But 2009 also saw its fair share of formerly Ottawa-headquartered companies bought and sold by foreign interests. The Nortel saga – which by December had seen the company sell off chunks of its former businesses to companies such as Nokia-Siemens, Ericsson and most likely Ciena, as well – needs little explanation. In June, local success story Tundra Semiconductor was bought by Silicon Valley-based IDT, trumping a bid by rival Gennum Corp. In September, it was revealed that Philadelphia-based Versa Capital would take local defence products maker Allen-Vanguard private. And in late November, Corel Holdings announced that Vector Capital’s all-cash offer for all outstanding Corel Corp. shares had been successfully completed.

Mr. DiPietro says the influx of foreign ownership isn’t a good sign for Ottawa, since it means the dissolution of executive office training grounds for nascent management teams.

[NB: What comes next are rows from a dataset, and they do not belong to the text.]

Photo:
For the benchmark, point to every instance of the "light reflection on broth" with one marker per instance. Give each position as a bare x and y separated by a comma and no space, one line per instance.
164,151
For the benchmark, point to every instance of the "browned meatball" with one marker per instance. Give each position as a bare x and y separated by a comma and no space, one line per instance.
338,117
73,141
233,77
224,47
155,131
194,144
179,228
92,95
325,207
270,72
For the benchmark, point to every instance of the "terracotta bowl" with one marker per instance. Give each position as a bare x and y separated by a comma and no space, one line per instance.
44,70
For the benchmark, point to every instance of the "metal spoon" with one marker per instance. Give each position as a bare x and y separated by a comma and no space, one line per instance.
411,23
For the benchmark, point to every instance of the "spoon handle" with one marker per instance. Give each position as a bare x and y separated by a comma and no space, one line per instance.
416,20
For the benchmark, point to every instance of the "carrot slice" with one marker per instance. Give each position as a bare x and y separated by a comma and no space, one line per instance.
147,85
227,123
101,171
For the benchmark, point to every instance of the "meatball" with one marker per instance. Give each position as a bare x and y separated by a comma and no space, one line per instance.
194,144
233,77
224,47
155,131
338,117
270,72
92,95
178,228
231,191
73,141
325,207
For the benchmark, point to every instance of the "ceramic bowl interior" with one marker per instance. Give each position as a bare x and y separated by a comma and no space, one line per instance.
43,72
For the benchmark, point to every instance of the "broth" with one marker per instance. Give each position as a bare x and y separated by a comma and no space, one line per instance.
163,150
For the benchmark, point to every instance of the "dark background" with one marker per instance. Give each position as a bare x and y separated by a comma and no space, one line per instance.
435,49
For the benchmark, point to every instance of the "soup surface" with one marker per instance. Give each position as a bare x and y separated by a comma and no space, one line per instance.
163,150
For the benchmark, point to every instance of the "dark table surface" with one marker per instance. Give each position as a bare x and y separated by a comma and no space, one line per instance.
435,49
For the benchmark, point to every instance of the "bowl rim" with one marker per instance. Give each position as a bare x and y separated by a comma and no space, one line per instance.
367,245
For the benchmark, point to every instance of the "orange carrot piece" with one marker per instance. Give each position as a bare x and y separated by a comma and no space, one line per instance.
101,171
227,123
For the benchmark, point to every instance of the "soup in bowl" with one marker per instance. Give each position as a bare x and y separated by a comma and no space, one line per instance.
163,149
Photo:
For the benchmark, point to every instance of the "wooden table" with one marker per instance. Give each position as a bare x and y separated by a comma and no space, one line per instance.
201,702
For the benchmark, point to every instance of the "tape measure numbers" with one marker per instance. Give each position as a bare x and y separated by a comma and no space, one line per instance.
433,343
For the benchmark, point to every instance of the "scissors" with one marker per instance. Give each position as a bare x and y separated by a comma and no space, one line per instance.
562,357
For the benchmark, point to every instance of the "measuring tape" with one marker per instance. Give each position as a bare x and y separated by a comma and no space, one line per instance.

“One of the problems with foreign owneship is that the decisions aren’t made here, and so we’ve allowed ourselves to fall into a bad situation,” he says. “We’re in the situation where we’re becoming a branch plant again. We were somewhat out of that for a while (in the late 1990s and 2000s).

“It’s really disturbing, because the problem we’ve always had in Ottawa will be reinforced – we’ve never had lots of management teams here who could create world-class companies. And as those functions get centralized, our people won’t be trained to be great managers.”

Mr. Haw takes a somewhat different angle to the foreign ownership question. He says most consolidation has happened in mature sectors, where there’s always been a constant push to become bigger and more market-dominant. “It’s all about the big, broad market opportunities with these sectors,” he says. “And unfortunately Nortel didn’t make it as a consolidator – they became consolidated.

“But if you look at Alcatel compared to Newbridge Networks, that consolidation has worked in our favour. We’ve had more high-paying jobs locate here after that merger, than if Newbridge hadn’t consolidated.”

And as for the effect of the Nortel consolidation, Mr. Haw says locals shouldn’t think of it as a loss of one, large anchor tenant – indeed, he says it’s almost a misnomer to think of Nortel as an Ottawa company, since they haven’t been headquartered here for years. Instead, thanks to the increased presence of world-class firms such as Ericsson and Nokia, Mr. Haw says we should look at the situation as the gaining of three or four new anchor tenants.

“When a company like Nortel is acquired by Ericsson it brings stability,” he says. “Look at Cognos. They’re now bigger and better than they ever were (before being acquired by IBM).”